Rich poor Chiatura – this term is now inculcated upon Georgian media.
„Today only foreign companies own Chiatura’s mines. As I now write its price is very high on the world market, but today a miners average salary is 600 GEL (approximately 250 USD). Every third man works the mines in Chiatura. We know that working here is not safe, but we are trying to survive, we have no alternatives” – says Ioseb Kapanadze, a mine worker in Chiatura.
Miners working conditions are extreme. Security measures are not followed. Workers look at least 20 years older. They spend more than 45 hours under the ground every week, which is dangerous for their health. Even the water is polluted and locals get poisoned on a regular basis. People have raged over this situation many times, but the situation doesn’t change. As usual, companies raise workers salary by 10-15 USD and the protest actions calm down. Because of no alternatives mine workers are forced to stay where they are.
I have a personal affiliation towards Chiatura. My ancestors were born in the village close to Chiatura. I was 8 months old when my parents first brought me here. Since then I’ve been here every summer. My first impression about Chiatura was – “Wow, I would build the biggest entertainment park here and stop this people from digging ground” – It was my childish dream and my great plan for future.

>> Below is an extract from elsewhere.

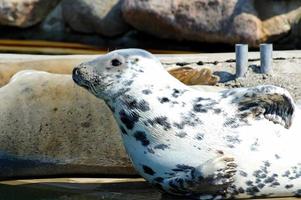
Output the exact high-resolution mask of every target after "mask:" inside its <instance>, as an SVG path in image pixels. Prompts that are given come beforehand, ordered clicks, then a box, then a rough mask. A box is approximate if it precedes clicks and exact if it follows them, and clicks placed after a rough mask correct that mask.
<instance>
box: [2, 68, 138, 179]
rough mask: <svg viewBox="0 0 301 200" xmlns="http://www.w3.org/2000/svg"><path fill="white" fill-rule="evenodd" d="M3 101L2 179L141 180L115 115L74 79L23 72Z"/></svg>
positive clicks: (37, 73)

Today I think, that it’s a great place for shooting a post-apocalyptic movie – black river, abandoned factories, demolished populated buildings and rusty, jolty cable cars add to the excitement.
Nowadays Chiatura is becoming more and more appealing to tourists. The main sightseeing of the town is the cable cars built in the 50’s during Soviet era. As mentioned above, the primary assignment of the cable cars was to carry workers to the mines above the town. But today there are many quarters built on the mountains, so locals use it as daily transport. It takes 20 minutes by bus to go up, while by cable car it takes only 5 minutes and it’s free.

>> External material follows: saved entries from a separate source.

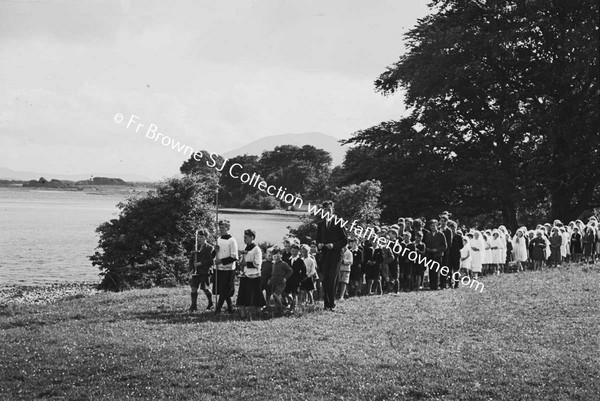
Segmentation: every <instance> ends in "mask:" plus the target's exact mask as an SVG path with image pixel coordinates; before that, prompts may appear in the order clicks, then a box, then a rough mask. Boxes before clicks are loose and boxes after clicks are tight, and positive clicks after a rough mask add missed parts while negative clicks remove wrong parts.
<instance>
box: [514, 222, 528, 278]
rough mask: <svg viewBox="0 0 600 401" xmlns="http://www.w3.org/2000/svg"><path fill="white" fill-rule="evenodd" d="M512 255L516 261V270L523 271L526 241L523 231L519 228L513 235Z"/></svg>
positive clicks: (518, 270) (526, 245) (526, 247)
mask: <svg viewBox="0 0 600 401" xmlns="http://www.w3.org/2000/svg"><path fill="white" fill-rule="evenodd" d="M512 243H513V257H514V258H515V261H516V262H517V271H523V270H524V269H523V263H524V262H526V261H527V243H526V241H525V232H524V231H523V230H522V229H521V228H519V229H518V230H517V233H516V234H515V236H514V237H513V240H512Z"/></svg>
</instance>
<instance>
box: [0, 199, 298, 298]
mask: <svg viewBox="0 0 600 401" xmlns="http://www.w3.org/2000/svg"><path fill="white" fill-rule="evenodd" d="M127 196H128V194H127V193H121V194H117V193H108V192H103V191H100V192H97V193H94V192H93V191H59V190H38V189H29V188H0V286H5V285H43V284H51V283H64V282H81V281H88V282H89V281H98V280H99V278H98V272H99V270H98V269H97V268H96V267H94V266H92V264H91V262H90V261H89V259H88V256H90V255H92V254H93V253H94V251H95V248H96V246H97V244H98V235H97V234H96V232H95V229H96V227H98V225H100V224H101V223H103V222H105V221H108V220H110V219H114V218H116V217H117V212H118V209H117V207H116V204H117V203H118V202H120V201H122V200H124V199H125V198H126V197H127ZM219 218H226V219H228V220H230V221H231V234H232V235H233V236H234V237H235V238H236V239H237V241H238V244H240V246H242V245H243V231H244V230H245V229H247V228H252V229H254V230H255V231H256V233H257V238H256V240H257V242H263V241H269V242H272V243H281V240H282V239H283V237H284V235H285V234H287V232H288V228H287V227H288V226H292V227H295V226H297V225H298V224H299V220H298V217H296V216H295V215H288V214H283V215H274V214H263V213H222V212H221V213H219Z"/></svg>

As the conductor Dali Tutberidze says, people come from everywhere to visit the cable cars and it’s safe to use, even though it was built 6 decades ago.
Chiatura has more to offer, the Katskhi pillar is the second must-visit place. It is a natural limestone monolith located at the village Katskhi near Chiatura. On the 40 metres high pillar, there is a small church, built in 9th-10th century. It remained unclimbed until 1944. Nowadays, before you decide to climb it, know that only men are allowed to do that.
If you already plan your visit in Chiatura, by no means miss the chance to visit small village called Mgvimevi, 3 km away from Chiatura. There is a convent located in the cave. I promise it will make a great impression.
Thereby, as conductor Dali Tutberidze said, ordinary people are unable to understand this beauty. If you are not one of them, if you prefer Chernobyl over Paris, Bosch over Raphael, Wagner over Mozart, darkness over light – then Chiatura is the place you should visit right now.